Die letzte Freinacht – Lesung, Folge 20

Folge 20
Form

O Gott, bin ich mir fremd, o Gott, bin ich mir fremd.
Ich träumte, ein seltsames Wesen zu sein, ging aufrecht auf zwei gelenkigen Stelzen. Oben hatte ich eine knöcherne Kugel, an der verschiedene Wahrnehmungsorgane saßen. Sie waren seltsam anzusehen, von skurriler Form. Am meisten befremdete mich das Organ, mit dem ich Gerüche wahrnahm.

Manchmal war der Traum so dicht, dass ich mich als gegeben hinnahm. Dann erlebte ich auch die anderen als natürliche Erscheinungen. Ja, zu einigen von ihnen fühlte ich mich hingezogen. Der Schwung im Rücken des Riechorgans einer weiblichen Kreatur war verheißend. Ich betrachtete sie mit Wohlgefallen, sah ihr nach und bedauerte, wie sie in der Menge verschwand. Selbst die grotesk geformten Stelzen regten mich an, besonders da sie an der Außenseite der unteren Partien eine kühn gebogene Linie aufwiesen, und zwar derart, dass das Kniegelenk nicht lotrecht über dem Fußgelenk stand.

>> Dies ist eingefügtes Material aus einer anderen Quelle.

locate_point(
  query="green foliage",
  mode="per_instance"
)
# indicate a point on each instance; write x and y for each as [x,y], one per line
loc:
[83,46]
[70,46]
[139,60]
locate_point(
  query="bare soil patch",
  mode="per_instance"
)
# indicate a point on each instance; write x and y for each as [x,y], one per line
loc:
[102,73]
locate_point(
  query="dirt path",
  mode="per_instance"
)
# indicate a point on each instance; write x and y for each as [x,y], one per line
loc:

Zudem bog die Linie hübsch nach innen, bevor sie das Fußgelenk erreichte.

Doch schrecklich war es, wenn der Traum wieder schütter wurde. Dann gewahrte ich die ganze Absurdität meines Körpers, und die anderen mochte ich kaum ansehen. Die ganze Biochemie, ich mag sie nicht einmal beschreiben. Wie oft erschreckte ich dann vor einer Gestalt, die plötzlich durch mein Gesichtsfeld wischte, und dann wurde ich gewahr, dass ich mich selbst irgendwo gespiegelt sah.

O, wie versuchte ich diesem Traum zu entkommen. Und erwachte ich, dachte ich an die wahre Schönheit. Sie war körperlos.

Wo bin ich? Was bin ich? Ein Mensch, wie der Traum mir verrät?
Dann muss ich mich fügen und Menschenwerk tun. Wir holen den Mai!

Zwei winden die Kette um das dicke Endes des Stammes, der Traktor stößt rückwärts durchs Unterholz, die Kette haken sie in die Winde, und dann ruckelt der Traktor, strafft die Kette, und der Stamm hebt, biegt und fügt sich. Das gibt schrille Pfiffe und feudiges Rufen. Der Baum gehört uns!